By the time the Royal Commission had delivered its final report in 1954, a new draft code was finalized, with infanticide and the mandatory death penalty for murder retained. However, growing dissatisfaction from prosecutors and judges with respect to the definition of infanticide plus rising calls for abolition prompted further government action. First, the Liberal government acted on the commissioners’ advice to appoint a special joint committee to consider evidence for and against capital punishment.Footnote 63 Second, Parliament amended the infanticide section to increase the punishment to a maximum of five years and to reduce the burden of proof that hampered prosecutions for infanticide.Footnote 64 Significantly, the revised section removed the need to prove a biomedical basis for a mother’s lethal action beyond a reasonable doubt—a change that further marginalized expert medical readings of neonaticidal motivations.Footnote 65 The Joint Committee, which delivered its final report on the death penalty in 1956, recommended its retention on the ground that Canada was not yet sufficiently “civilized” to abolish capital punishment.
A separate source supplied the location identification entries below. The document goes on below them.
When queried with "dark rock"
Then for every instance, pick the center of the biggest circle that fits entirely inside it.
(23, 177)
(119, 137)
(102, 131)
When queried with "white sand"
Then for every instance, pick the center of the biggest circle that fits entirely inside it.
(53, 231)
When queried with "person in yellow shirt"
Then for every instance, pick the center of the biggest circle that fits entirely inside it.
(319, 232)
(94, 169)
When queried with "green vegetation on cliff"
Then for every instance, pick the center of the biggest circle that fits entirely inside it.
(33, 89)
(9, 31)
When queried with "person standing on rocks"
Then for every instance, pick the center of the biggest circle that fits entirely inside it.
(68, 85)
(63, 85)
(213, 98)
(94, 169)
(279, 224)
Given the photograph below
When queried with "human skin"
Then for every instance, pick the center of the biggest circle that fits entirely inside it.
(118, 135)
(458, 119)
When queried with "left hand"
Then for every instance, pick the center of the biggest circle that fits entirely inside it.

Although the Committee considered the prospect that all women should be exempt from the death penalty, they rejected it, and they also advised against adopting degrees of murder.Footnote 66 Yet, the invention of infanticide had moved in that very direction in 1948 by introducing a gender-specific noncapital category of culpable homicide. This precedent was followed in 1961, when Canada introduced degrees of murder—capital and noncapital—distinguished, in part, by the status of the victim. In 1967, the first death-penalty moratorium was introduced, and in 1976, Canada abolished the death penalty.Footnote 67 The infanticide statute did not lead to that outcome but its nexus with questions over the deterrent justification of capital punishment, previously overlooked, is evident and its entanglement with broader efforts to modernize criminal law underscores its relevance to the history of the death penalty.